Facundo Castillón

Personal information
- Full name: Facundo Andrés Castillón
- Date of birth: 21 August 1986 (age 38)
- Place of birth: Rosario, Argentina
- Height: 1.78 m (5 ft 10 in)
- Position(s): Winger, forward

Youth career
- Argentino Rosario

Senior career*
- Years: Team / Apps / (Gls)
- 2005–2006: Argentino Rosario / 22 / (5)
- 2006–2010: Tiro Federal / 87 / (10)
- 2010–2011: Olimpo / 19 / (0)
- 2011–2014: Godoy Cruz / 98 / (10)
- 2014–2019: Racing Club / 12 / (2)
- 2015: → Banfield (loan) / 14 / (1)
- 2016: → Gimnasia La Plata (loan) / 15 / (0)
- 2016–2017: → Getafe (loan) / 18 / (1)
- 2017–2018: → Lanús (loan) / 5 / (0)
- 2018–2019: → Aldosivi (loan) / 8 / (0)
- 2019: Levadiakos / 6 / (0)
- 2020–2021: Nueva Chicago / 17 / (2)
- 2022: Atlético de Rafaela / 10 / (0)

= Facundo Castillón =

Argentine footballer (born 1986)

Facundo Andrés Castillón (born 21 August 1986) is an Argentine footballer who plays as a winger or forward.

==Career==
===Early career===
Born in Rosario, Santa Fe, Castillón finished his formation with Argentino de Rosario. He made his senior debut for the club, appearing in Primera C.

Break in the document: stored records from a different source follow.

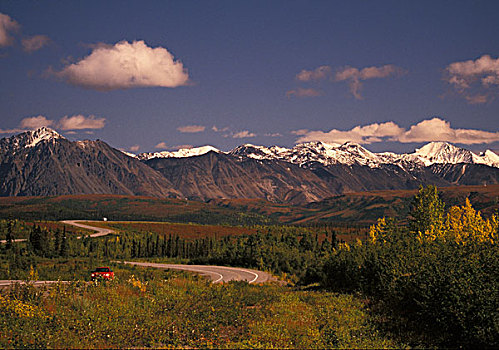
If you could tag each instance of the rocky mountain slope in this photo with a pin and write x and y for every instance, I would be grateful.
(42, 162)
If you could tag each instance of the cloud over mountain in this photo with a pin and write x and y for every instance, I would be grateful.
(191, 128)
(434, 129)
(355, 76)
(35, 122)
(474, 79)
(34, 43)
(125, 65)
(80, 122)
(320, 73)
(301, 92)
(7, 27)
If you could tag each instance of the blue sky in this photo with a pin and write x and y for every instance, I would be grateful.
(153, 75)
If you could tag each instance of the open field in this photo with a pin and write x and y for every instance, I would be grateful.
(362, 208)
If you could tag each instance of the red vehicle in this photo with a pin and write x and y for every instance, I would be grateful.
(104, 273)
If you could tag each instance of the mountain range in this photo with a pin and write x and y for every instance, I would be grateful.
(42, 162)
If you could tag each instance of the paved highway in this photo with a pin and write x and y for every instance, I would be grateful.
(78, 223)
(217, 274)
(100, 230)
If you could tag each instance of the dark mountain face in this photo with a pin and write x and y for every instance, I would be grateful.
(216, 175)
(42, 162)
(466, 174)
(58, 166)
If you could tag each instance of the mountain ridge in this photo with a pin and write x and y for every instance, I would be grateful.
(43, 162)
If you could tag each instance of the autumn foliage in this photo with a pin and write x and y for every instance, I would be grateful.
(436, 279)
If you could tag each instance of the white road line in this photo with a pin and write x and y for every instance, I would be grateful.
(238, 269)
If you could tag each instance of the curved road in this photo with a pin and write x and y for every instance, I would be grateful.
(100, 230)
(217, 274)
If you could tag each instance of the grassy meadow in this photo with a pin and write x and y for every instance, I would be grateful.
(426, 279)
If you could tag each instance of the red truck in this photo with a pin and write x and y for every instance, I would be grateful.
(104, 273)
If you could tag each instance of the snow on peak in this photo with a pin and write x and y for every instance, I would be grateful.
(41, 134)
(181, 153)
(29, 139)
(443, 152)
(351, 153)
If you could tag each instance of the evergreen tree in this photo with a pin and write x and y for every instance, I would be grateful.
(427, 213)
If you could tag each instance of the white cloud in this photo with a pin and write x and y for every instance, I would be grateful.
(437, 129)
(34, 43)
(164, 145)
(359, 134)
(355, 76)
(481, 74)
(11, 131)
(301, 92)
(126, 65)
(434, 129)
(215, 129)
(161, 145)
(79, 122)
(191, 128)
(243, 134)
(35, 122)
(7, 27)
(320, 73)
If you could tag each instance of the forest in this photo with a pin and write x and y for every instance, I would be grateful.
(428, 280)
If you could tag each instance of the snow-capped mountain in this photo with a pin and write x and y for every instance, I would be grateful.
(42, 162)
(28, 139)
(352, 153)
(181, 153)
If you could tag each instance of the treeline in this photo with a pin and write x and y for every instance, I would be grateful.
(435, 277)
(298, 252)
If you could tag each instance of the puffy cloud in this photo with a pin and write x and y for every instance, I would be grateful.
(34, 43)
(191, 128)
(359, 134)
(125, 65)
(437, 129)
(320, 73)
(7, 26)
(35, 122)
(215, 129)
(467, 76)
(164, 145)
(79, 122)
(300, 92)
(355, 76)
(243, 134)
(434, 129)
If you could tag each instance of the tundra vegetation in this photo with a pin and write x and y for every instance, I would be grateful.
(430, 279)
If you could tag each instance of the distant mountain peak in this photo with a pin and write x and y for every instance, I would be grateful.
(29, 139)
(181, 153)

In 2006 Castillón joined Tiro Federal, freshly relegated to Primera B Nacional. He was a regular starter for the club during the following four seasons, scoring a career-best five goals in the 2009–10 season.

On 7 July 2010, Castillón signed for Club Olimpo, newly promoted to Primera División. He made his debut in the category on 8 August, starting in a 1–2 away loss against Banfield.

On 31 July 2011, Castillón moved to Godoy Cruz also in the first division. He scored his first goal in the main category on 27 September, netting the equalizer in a 1–1 draw at Newell's Old Boys.

===Racing Club===
In August 2014, Castillón agreed to a contract with fellow league team Racing Club, for a 10 million pesos fee. He made his debut for the club 10 August, in a 3–1 win at Defensa y Justicia, and scored his first goal in a 2–0 home success over San Lorenzo seven days later.

After being rarely used during the 2015 campaign, Castillón was loaned to Banfield until the end of the year. He was subsequently loaned to Gimnasia La Plata and later to Spanish side Getafe.